Windows Kernel memory dumps

Have you tried using encase? It analyzes dump.

Is some info on the file format useful?
Here
http//computer.forensikblog.de/en/2006/03/dmp-file-structure.html

jaclaz

Responder Pro does that, though it probably exceeds the scope of a "tool" in this case.

Responder Pro is supporting kernel memory dumps and is producing some nice reports of various stuff. But I can't make it reassemble and export registry hives. @C.S.R. do you know if it is possible with Responder Pro, and if so how?

Encase is untested (I have my doubts it will support it).

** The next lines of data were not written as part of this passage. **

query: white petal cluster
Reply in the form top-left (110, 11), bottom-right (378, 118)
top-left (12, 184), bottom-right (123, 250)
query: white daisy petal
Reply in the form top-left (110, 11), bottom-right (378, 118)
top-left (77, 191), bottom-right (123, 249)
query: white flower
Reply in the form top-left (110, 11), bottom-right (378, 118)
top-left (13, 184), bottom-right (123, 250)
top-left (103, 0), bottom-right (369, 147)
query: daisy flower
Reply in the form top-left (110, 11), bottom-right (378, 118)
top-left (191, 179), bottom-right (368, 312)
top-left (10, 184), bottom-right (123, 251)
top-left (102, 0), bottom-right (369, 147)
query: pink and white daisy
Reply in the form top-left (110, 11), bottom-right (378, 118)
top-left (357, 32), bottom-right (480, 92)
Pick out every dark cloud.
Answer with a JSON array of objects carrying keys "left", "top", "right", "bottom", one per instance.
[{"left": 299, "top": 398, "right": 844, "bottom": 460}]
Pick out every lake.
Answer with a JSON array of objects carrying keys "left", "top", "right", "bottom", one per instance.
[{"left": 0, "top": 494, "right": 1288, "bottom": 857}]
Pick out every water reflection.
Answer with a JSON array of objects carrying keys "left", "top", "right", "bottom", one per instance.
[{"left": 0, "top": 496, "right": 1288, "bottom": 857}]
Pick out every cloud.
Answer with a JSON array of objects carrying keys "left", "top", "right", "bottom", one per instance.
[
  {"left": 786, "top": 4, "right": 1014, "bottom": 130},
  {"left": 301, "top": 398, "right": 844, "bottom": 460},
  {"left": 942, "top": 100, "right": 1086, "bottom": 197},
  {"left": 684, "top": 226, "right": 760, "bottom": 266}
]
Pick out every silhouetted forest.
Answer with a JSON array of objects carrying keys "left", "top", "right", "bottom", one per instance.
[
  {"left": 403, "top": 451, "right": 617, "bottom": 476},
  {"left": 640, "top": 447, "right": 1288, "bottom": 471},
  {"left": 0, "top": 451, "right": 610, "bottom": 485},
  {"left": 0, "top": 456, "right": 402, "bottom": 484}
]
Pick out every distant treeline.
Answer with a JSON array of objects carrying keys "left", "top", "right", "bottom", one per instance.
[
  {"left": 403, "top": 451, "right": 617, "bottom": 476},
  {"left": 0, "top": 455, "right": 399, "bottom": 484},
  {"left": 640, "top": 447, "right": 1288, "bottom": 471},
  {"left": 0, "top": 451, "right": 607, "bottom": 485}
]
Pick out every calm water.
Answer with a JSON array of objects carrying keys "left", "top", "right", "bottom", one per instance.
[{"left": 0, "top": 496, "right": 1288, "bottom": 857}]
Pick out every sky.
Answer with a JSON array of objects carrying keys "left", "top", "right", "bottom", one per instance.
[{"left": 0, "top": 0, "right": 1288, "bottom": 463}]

So, unless there is a tool out there that can do this, I think my best shot would be to programatically automate the (long) procedure I already have with WinDbg and that works for reassembling complete registry hives out of kernel memory dumps.

It is not a built-in function, you'd need to script Responder, too. However, I think it is much easier than automating WinDbg.

I acknowledge that Responder Pro have some nice features, and seems like a robust tool. Regarding its scripting as compared to windbg's scriptability it feels a little bit like managed coding compared to native coding. Thanks for the input. In my case I feel like sticking to WinDbg because it can do so many great things when you master it, because of its extreme power. I like to be in control over the power of WinDbg (still learning )).

However I find it strange that there's no tool out there that can reconstruct registry hives out of kernel memory dumps. I would assume that such MEMORY.DMP's, which is the default system configuration, is not unusual to find, as systems probably bluescreen'ed at least once during the entire lifetime.

Anyways, there's a very good reading to be found at http//amnesia.gtisc.gatech.edu/~moyix/suzibandit.ltd.uk/MSc/ He also reconstructed and extracted registry hives, and gave me some good hints. See appendix 21. But it's geared towards 32-bit and older Windows versions, and is very manual in the process. Still, it let's you achieve the goal.